Posted by Shannon Haddock on June 6, 2015 in Rants, Uncategorized |
English: Cover of Anne of Green Gables by Lucy...

English: Cover of Anne of Green Gables by Lucy Maud Montgomery, published 1908. (Photo credit: Wikipedia)

I decided to try to “workshop” the first paragraph of No More Lies, mostly out of curiosity, and because I was a little uncertain about one line.  The last time I did something like this, all I got was something about how I didn’t need to italicize the character’s direct thoughts.  This time though . . . I must’ve missed a memo.  All books must start with action now.  Right from the start.  First paragraph, something’s got to happen.  It doesn’t have to be dangerous, but something has to be happening.  (And apparently a character tuning an instrument while thinking about how badly he needs the vacation he’s on isn’t something happening.)

I present the opening paragraphs of three of my favorite books, three I’ve read again and again and again.  Tell me, where is the action in these?:

“The Lives of the Senior Member of the Howard Families (Woodrow Wilson Smith; Ernest Gibbons; Captain Aaron Sheffield; Lazarus Long; “Happy” Daze; His Serenity Seraphin the Younger, Supreme High Priest of the One God in All His Aspects and Arbiter Below and Above; Proscribed Prisoner No. 83M2742; Mr. Justice Lenox; Corporal Ted Bronson; Dr. Lafe Hubert; and others), Oldest Member of the Human Race. This Account is based principally on the Senior’s Own Words as recorded at many times and places and especially at the Howard Rejuvenation Clinic and at the Executive Palace in New Rome on Secundus in Year 2053 After the Great Diaspora (Gregorian Year 4272 of Old Home Terra)—and supplemented by letters and by eyewitness accounts, the whole then arranged, collated, condensed, and (where possible) reconciled with official records and contemporary histories, as directed by the Howard Foundation Trustees and executed by the Howard Archivist Emeritus. The result is of unique historical importance despite the Archivist’s decision to leave in blatant falsehoods, self-serving allegations, and many amoral anecdotes not suitable for young persons.”

 

Robert A. Heinlein, Time Enough for Love

“Mrs. Rachel Lynde lived just where the Avonlea main road dipped down into a little hollow, fringed with alders and ladies’ eardrops and traversed by a brook that had its source away back in the woods of the old Cuthbert place; it was reputed to be an intricate, headlong brook in its earlier course through those woods, with dark secrets of pool and cascade; but by the time it reached Lynde’s Hollow it was a quiet, well-conducted little

stream, for not even a brook could run past Mrs. Rachel Lynde’s door without due regard for decency and decorum; it probably was conscious that Mrs. Rachel was sitting at her window, keeping a sharp eye on everything that passed, from brooks and children up, and that if she noticed anything odd or out of place she would never rest until she had ferreted out the whys and wherefores thereof.”

 

Lucy Maud Montgomery, Anne of Green Gables

“In a hole in the ground there lived a hobbit.  Not a nasty, dirty, wet hole, filled with the ends of worms and an oozy smell, nor yet a dry, bare, sandy hole with nothing in it to sit down on or to eat:  it was a hobbit-hole, and that means comfort.”

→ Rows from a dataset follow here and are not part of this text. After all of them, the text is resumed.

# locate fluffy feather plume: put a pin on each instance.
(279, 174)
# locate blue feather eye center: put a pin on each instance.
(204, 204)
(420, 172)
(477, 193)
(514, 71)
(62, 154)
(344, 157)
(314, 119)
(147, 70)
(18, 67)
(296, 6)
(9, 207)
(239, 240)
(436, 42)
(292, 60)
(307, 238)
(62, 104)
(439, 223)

J. R. R. Tolkien, The Hobbit

You’d be hard-pressed to find a book I love that isn’t an action-adventure story that does start with action.  And don’t give me that “But that’s not what modern books do!” crap, because The Name of the Wind starts with a cryptic statement about a silence of three parts, Game of Thrones starts with dialogue, fuck, even Twilight starts with somebody’s thoughts!  (And the first paragraph manages to make it sound interesting, which is an amazing feat.)  Hell, nothing happens in the first paragraph of the motherfucking Harry Potter series!  You go tell Ms. Rowling she’s not hooking readers.  I’m pretty sure she’s too polite to laugh at you.  But she might snark at you.

There is no magic formula to what makes a good beginning.  Make it interesting, and what exactly that means will be different to different readers.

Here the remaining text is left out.